An efficient and effective ensemble of support vector machines for anti-diabetic drug failure prediction

https://doi.org/10.1016/j.eswa.2015.01.042Get rights and content

Highlights

  • We propose a method called E3-SVM, efficient and effective ensemble of SVMs.

  • E3-SVM excludes superfluous data points when constructing an SVM ensemble.

  • E3-SVM was applied to the drug failure prediction problem for type 2 diabetes.

  • We confirmed the suitability of SVM with an accuracy of about 80%.

Abstract

The treatment of patients with type 2 diabetes is mostly based on drug therapies, aiming at managing glucose levels appropriately. As the number of patients with type 2 diabetes continually increases worldwide, predicting drug treatment failure becomes an important issue. Support vector machine (SVM) can be a good method for the anti-diabetic drug failure prediction problem; however, it is difficult to train SVM on large-scale medical datasets directly because of its high training time complexity O(N3). To address the limitation, we propose an efficient and effective ensemble of SVMs, called E3-SVM. The proposed method excludes superfluous data points when constructing an SVM ensemble, thereby yielding a better classification performance. The proposed method consists of two phases. The first phase is to select the data points that are likely to be the support vectors by applying data selection methods. The second phase is to construct an SVM ensemble using the selected data points. We demonstrated the efficiency and effectiveness of the proposed method using the real-world dataset of the anti-diabetic drug failure prediction problem for type 2 diabetes. Experimental results show that the proposed method requires less training time to achieve comparable success, compared to the conventional SVM ensembles. Moreover, the proposed method obtains more reliable prediction results for each independent run of constructing an ensemble. In conclusion, firstly, the proposed method provides an efficient and effective way to use SVM for large-scale datasets. Secondly, we confirmed the suitability of SVM for the anti-diabetic drug failure prediction problem with an accuracy of about 80%.

Introduction

Diabetes is one of the most prevalent chronic diseases today. As the number of people with diabetes continually grows worldwide, the importance of research on the treatment of diabetes is progressively increasing. Particularly, type 2 diabetes is the most common, accounting for 85–90% of diabetes (Bennett, Guo, & Dharmage, 2007). Most patients with type 2 diabetes are under medical care with mono- or combination therapy of oral hypoglycemic agents, aiming at lowering glucose level. Glycated hemoglobin (HbA1c) is an effective and widely used measurement of glucose level for patients with type 2 diabetes (Bennett et al., 2007, Lu et al., 2010). According to the guideline of the American Diabetes Association (ADA) (American Diabetes Association, 2014), combination therapy is recommended for the patients with type 2 diabetes who cannot be controlled by mono-therapy. In addition, the ADA recommends an HbA1c level of 7% or lower as the reasonable glycemic goal for most individuals.
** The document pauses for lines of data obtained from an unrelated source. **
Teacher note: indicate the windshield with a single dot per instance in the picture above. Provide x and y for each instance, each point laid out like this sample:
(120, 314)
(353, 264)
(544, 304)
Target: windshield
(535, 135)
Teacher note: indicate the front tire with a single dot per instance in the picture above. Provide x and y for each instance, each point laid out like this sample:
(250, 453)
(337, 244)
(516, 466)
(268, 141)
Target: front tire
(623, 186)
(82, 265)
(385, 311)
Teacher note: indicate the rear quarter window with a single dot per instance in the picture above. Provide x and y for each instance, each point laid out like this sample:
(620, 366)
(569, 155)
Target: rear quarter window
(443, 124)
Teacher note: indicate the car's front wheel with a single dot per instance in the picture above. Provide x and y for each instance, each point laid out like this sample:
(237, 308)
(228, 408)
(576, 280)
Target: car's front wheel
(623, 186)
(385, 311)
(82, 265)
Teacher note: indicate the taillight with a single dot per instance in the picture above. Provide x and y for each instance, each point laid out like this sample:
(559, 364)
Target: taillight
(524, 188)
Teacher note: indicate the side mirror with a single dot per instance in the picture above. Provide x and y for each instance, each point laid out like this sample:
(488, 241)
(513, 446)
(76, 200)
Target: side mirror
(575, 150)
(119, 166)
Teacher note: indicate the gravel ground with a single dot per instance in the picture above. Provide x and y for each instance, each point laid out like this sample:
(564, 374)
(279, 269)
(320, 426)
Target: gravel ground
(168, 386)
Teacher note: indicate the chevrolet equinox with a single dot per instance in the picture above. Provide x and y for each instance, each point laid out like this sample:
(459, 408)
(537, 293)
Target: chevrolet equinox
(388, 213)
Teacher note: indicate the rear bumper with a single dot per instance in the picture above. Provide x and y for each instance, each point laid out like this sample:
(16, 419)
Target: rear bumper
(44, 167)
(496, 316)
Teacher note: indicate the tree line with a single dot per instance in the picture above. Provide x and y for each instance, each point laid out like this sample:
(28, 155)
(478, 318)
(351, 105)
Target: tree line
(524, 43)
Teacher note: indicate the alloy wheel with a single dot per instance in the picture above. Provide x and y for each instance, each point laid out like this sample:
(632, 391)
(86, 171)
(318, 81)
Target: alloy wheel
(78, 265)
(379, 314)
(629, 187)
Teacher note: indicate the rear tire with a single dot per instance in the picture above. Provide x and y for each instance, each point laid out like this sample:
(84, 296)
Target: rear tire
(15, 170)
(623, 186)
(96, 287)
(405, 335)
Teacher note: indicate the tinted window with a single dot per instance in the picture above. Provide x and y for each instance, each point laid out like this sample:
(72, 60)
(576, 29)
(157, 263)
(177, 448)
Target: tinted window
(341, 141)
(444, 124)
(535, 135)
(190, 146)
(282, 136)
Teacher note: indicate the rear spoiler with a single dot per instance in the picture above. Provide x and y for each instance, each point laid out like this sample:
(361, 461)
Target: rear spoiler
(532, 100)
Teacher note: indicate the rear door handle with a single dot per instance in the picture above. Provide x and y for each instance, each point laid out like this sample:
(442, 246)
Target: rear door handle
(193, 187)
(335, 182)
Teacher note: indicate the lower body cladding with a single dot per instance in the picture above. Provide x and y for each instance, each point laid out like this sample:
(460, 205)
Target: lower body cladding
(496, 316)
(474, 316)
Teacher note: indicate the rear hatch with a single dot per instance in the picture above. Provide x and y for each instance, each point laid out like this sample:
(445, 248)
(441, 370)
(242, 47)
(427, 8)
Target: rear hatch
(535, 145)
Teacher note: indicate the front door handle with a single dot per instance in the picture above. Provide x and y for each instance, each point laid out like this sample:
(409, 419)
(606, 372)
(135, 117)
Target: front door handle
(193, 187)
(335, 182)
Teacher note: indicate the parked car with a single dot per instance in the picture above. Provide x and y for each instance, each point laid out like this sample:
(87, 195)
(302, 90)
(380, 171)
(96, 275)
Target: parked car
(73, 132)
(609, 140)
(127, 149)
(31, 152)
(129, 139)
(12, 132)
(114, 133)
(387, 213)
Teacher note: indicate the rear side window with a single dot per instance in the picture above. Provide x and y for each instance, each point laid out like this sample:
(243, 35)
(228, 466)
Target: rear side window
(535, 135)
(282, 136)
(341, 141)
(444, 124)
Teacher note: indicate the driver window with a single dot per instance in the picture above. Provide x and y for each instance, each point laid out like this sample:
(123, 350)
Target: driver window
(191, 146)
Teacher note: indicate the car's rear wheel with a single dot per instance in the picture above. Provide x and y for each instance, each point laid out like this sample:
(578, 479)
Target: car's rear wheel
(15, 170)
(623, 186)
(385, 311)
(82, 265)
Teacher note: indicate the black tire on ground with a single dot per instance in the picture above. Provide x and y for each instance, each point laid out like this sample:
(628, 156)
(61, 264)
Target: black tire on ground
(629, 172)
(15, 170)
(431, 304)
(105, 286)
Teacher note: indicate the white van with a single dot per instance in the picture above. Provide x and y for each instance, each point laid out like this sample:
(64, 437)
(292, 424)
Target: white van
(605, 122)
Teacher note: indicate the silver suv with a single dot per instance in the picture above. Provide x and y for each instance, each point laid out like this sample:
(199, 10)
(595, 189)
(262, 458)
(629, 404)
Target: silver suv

Unfortunately, the majority of patients fail to achieve their glycemic goals (Brown, Nichols, & Perry, 2004). This is because the outcome of the diabetic treatment is highly related to various factors. The efficacy of anti-diabetic drugs can be affected by the characteristics of patients such as age, gender, obesity, and blood pressure. Moreover, the efficacy can also be affected by the interaction of various drugs. Therapies for type 2 diabetes are generally based on the combination of 2–3 oral hypoglycemic agents in order to obtain better and more reliable results (American Diabetes Association, 2014, Yki-Järvinen, 2001) In addition, because diabetes often leads to complications, drugs to treat complications are also administered to diabetic patients.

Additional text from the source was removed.